A pair of analysts ignited a fresh round of hand-wringing over Palm's prospects for a comeback, with the company's performance at Verizon Wireless as the latest source of concern.
"We believe Palm demand has not seen a material uptake following marketing promotions and believe the overall U.S. market weakness may have the biggest impact on Palm given its lower relative quarterly unit shipments," wrote UBS analyst Maynard Um in a research note to clients. That assessment stands in stark contrast to Um's evaluation of Verizon's Android sales, headed by Motorola's Droid.

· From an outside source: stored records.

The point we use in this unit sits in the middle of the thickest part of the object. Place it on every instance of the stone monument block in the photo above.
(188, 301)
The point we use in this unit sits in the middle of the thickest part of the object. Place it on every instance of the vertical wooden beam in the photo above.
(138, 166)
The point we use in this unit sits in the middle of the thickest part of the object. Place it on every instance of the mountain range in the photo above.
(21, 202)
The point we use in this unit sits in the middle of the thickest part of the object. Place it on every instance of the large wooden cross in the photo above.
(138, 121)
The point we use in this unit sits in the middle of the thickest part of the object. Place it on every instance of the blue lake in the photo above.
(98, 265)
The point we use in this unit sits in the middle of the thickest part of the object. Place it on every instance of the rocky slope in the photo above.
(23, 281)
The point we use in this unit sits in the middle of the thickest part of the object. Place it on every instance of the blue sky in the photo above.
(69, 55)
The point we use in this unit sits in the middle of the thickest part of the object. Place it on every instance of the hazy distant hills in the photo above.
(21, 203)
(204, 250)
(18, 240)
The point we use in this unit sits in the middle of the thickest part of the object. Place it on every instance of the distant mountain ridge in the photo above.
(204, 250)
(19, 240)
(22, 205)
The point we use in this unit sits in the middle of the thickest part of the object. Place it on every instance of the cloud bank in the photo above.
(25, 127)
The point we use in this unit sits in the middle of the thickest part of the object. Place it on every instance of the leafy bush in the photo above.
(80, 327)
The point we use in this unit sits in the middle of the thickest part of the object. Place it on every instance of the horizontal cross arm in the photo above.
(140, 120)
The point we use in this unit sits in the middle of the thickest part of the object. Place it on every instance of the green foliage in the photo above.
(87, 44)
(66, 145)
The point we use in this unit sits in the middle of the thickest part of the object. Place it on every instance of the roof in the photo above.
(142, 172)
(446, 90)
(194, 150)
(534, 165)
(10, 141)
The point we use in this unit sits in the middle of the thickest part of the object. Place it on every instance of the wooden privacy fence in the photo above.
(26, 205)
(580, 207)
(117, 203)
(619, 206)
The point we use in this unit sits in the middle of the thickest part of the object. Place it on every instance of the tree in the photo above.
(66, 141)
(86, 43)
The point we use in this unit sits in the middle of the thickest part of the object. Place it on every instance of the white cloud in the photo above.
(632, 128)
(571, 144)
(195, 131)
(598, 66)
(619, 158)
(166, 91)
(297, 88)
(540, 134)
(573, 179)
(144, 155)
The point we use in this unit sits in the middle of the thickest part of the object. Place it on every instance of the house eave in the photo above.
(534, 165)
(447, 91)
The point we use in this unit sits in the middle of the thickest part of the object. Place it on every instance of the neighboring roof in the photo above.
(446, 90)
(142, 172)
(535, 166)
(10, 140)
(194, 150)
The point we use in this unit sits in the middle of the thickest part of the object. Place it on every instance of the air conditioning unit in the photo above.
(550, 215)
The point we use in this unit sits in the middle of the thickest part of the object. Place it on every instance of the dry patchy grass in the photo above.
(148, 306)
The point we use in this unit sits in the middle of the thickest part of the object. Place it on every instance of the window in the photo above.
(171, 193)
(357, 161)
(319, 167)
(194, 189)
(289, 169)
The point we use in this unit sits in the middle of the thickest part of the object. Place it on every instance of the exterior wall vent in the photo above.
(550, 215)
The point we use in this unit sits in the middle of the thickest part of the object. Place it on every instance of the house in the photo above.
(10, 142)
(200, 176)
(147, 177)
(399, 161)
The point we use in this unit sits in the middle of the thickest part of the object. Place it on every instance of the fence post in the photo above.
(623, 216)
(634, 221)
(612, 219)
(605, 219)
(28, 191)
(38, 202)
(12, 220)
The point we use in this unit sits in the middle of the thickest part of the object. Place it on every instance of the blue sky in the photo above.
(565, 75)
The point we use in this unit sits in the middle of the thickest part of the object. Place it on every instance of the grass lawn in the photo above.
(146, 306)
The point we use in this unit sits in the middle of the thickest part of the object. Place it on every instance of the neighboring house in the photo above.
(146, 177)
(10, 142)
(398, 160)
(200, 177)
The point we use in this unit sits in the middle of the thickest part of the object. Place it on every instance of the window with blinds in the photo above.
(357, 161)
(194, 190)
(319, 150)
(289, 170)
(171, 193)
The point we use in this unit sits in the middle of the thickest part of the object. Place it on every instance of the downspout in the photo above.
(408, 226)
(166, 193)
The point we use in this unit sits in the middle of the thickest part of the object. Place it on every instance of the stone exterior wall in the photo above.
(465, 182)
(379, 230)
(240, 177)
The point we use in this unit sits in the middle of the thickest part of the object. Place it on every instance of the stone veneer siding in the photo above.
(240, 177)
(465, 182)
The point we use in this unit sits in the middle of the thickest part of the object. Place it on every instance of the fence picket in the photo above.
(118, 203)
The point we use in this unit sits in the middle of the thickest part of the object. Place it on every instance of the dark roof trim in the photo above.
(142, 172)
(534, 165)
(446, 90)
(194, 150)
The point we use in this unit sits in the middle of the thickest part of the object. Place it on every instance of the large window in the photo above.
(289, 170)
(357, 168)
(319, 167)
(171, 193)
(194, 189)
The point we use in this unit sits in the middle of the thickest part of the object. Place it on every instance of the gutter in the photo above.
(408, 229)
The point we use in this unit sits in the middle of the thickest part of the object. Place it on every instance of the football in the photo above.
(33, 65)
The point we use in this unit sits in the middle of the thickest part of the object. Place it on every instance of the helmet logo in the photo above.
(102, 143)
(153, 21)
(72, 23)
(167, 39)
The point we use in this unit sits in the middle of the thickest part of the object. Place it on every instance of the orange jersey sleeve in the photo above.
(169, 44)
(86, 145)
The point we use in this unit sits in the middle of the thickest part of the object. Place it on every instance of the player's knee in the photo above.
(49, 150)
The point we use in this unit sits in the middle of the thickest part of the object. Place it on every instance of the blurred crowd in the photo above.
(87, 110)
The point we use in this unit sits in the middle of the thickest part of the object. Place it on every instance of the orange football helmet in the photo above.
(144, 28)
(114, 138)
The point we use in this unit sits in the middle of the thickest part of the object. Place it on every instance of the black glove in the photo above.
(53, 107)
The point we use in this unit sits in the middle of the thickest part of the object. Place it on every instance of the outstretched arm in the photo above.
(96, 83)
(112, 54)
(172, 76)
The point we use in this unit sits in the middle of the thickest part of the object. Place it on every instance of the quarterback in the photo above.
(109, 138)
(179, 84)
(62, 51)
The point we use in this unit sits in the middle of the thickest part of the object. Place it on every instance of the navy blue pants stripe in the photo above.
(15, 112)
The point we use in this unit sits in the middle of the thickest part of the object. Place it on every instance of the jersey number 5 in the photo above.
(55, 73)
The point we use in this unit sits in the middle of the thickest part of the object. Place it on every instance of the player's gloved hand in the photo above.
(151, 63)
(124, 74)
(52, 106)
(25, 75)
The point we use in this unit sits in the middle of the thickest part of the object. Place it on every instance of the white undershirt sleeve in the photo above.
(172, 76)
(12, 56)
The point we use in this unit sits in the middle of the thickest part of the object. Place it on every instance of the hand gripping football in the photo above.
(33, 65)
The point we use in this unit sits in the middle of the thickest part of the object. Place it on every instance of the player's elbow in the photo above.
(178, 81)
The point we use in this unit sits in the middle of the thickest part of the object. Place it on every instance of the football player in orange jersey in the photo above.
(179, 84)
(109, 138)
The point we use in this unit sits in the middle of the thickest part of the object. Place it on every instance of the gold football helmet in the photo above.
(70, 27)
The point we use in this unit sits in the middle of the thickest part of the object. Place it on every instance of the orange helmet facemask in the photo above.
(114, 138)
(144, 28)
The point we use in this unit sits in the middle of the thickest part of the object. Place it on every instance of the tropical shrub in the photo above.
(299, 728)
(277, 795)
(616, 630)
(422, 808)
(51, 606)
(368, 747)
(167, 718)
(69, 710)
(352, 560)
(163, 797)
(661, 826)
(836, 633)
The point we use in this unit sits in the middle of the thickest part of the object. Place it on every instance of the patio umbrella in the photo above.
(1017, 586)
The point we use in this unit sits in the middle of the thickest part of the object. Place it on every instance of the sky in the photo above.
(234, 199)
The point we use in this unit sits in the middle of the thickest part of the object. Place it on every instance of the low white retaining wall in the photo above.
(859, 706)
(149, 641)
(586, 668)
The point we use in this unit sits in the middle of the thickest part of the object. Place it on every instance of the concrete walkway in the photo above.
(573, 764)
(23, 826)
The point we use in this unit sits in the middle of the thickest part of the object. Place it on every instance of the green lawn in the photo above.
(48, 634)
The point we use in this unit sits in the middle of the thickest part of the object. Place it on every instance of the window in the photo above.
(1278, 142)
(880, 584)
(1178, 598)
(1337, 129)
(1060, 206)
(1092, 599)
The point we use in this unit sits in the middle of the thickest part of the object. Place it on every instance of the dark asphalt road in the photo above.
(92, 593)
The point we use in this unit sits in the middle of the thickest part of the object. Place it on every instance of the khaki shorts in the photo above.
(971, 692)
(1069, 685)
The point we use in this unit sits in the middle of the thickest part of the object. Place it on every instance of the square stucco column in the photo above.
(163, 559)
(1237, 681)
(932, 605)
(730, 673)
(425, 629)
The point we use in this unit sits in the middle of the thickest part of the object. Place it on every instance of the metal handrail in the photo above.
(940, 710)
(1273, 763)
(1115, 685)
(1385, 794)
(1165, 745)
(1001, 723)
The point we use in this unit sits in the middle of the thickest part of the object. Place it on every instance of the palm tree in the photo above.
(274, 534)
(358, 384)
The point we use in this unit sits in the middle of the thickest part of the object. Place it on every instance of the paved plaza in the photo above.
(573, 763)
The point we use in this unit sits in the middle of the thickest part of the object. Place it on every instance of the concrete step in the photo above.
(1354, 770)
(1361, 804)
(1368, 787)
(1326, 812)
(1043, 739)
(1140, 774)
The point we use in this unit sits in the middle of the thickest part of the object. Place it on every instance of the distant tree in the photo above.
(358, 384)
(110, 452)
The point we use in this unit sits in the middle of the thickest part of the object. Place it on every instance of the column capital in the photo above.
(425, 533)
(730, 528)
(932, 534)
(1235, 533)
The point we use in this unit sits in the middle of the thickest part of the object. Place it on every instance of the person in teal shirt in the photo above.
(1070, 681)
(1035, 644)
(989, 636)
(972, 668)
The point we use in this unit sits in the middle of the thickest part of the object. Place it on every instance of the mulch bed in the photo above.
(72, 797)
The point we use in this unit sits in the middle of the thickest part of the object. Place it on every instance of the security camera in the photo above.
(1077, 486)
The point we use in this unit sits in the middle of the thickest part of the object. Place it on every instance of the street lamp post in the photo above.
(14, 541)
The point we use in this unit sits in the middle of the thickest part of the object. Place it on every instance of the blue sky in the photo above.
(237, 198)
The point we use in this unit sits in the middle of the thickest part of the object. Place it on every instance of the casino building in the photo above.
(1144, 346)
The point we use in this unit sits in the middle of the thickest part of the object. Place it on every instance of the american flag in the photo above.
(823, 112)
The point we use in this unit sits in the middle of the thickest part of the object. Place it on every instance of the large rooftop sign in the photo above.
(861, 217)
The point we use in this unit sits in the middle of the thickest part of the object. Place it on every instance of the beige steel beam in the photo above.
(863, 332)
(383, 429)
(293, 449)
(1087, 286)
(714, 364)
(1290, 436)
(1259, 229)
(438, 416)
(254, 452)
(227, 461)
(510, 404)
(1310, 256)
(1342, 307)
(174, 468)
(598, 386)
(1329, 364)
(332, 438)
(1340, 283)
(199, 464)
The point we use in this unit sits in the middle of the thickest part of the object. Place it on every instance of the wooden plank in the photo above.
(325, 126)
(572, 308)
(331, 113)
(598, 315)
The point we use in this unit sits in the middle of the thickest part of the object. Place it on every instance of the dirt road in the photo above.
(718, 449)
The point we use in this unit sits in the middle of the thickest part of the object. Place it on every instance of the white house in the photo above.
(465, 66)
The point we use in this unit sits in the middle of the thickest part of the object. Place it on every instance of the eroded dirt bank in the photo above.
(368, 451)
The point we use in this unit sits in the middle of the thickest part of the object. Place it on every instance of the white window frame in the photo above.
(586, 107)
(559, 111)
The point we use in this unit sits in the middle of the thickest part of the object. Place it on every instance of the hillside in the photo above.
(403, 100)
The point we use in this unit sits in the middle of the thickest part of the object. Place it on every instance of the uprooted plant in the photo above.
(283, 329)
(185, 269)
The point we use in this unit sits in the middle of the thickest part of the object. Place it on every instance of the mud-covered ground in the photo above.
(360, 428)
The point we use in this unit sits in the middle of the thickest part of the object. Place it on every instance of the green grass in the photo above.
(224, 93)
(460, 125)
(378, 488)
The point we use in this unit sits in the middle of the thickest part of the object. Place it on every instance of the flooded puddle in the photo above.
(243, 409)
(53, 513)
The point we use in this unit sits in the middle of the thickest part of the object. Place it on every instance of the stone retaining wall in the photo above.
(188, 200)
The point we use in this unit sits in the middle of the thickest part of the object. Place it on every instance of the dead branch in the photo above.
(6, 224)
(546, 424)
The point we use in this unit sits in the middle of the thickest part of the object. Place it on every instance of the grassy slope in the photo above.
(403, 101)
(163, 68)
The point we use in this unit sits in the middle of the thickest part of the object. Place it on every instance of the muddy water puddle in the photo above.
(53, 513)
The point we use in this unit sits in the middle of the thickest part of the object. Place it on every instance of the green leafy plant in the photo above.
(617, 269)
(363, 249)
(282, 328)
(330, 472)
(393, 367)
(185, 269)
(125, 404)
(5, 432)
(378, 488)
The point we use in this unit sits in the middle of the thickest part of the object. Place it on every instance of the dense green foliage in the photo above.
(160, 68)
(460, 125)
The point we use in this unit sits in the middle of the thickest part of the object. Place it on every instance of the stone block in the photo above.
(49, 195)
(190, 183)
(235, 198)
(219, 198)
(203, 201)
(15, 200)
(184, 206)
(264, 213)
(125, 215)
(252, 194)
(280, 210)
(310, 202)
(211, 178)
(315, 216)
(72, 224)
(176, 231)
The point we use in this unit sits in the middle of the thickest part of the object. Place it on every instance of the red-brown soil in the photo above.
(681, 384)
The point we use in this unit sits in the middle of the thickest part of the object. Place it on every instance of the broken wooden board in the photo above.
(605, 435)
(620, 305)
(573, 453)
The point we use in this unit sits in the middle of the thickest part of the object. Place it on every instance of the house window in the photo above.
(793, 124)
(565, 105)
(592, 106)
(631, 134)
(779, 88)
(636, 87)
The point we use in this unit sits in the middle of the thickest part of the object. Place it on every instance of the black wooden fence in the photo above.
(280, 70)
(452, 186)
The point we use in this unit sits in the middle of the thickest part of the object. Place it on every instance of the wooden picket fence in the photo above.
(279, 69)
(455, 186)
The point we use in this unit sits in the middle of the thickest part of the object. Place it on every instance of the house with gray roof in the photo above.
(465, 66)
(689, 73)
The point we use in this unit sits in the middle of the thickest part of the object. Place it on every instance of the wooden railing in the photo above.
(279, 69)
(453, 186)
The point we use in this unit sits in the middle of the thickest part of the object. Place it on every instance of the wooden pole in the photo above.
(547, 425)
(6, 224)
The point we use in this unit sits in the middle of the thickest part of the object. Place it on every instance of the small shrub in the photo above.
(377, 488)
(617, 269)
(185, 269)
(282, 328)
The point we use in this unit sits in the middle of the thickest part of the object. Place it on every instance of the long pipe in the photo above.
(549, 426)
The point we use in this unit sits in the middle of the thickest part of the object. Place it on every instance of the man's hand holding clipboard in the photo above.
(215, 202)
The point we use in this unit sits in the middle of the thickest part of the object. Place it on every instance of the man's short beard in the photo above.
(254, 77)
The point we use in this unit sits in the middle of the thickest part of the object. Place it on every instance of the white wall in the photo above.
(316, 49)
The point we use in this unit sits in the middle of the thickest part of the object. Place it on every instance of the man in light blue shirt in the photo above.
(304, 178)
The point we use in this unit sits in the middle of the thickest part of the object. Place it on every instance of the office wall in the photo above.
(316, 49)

He wrote that UBS believes total first-quarter Android sales at the carrier of 1.65 million units could be "conservative."
The pessimistic sentiment on Palm was echoed by Bank of America/Merrill Lynch analyst Vivek Arya, who downgraded the company's stock and chopped his price target in half to $10. Arya lowered his Palm smartphone shipment targets for the current quarter to 900,000, down from 1.1. million, and lowered his forecast for the following quarter to 1.2 million, down from 1.5 million. "Palm's superior platform features have not translated into sufficient carrier support and consumer demand, and we are concerned the window of opportunity may be closing as Google's Android ecosystem gains ground, RIM revitalizes its portfolio, iPhone increases its presence, and as Microsoft reboots its efforts with Windows Phone 7," Arya wrote in a research note. "With only $130 million of net cash in an opex intensive space, Palm's options may be limited in our view."
Arya's opinion has declined dramatically since November, when he wrote that Palm was "a company with an attractive platform, selling into a high-growth market."
The warnings on Palm appear to have spooked investors. Palm's stock has steadily fallen this year from a high Jan. 15 of $13.56 per share to a low at close yesterday of $9.11.
Palm is banking on wider carrier support to boost its fortunes. Verizon began selling Palm's smartphones in late January, and AT&T Mobility has promised to sell Palm phones sometime later this year.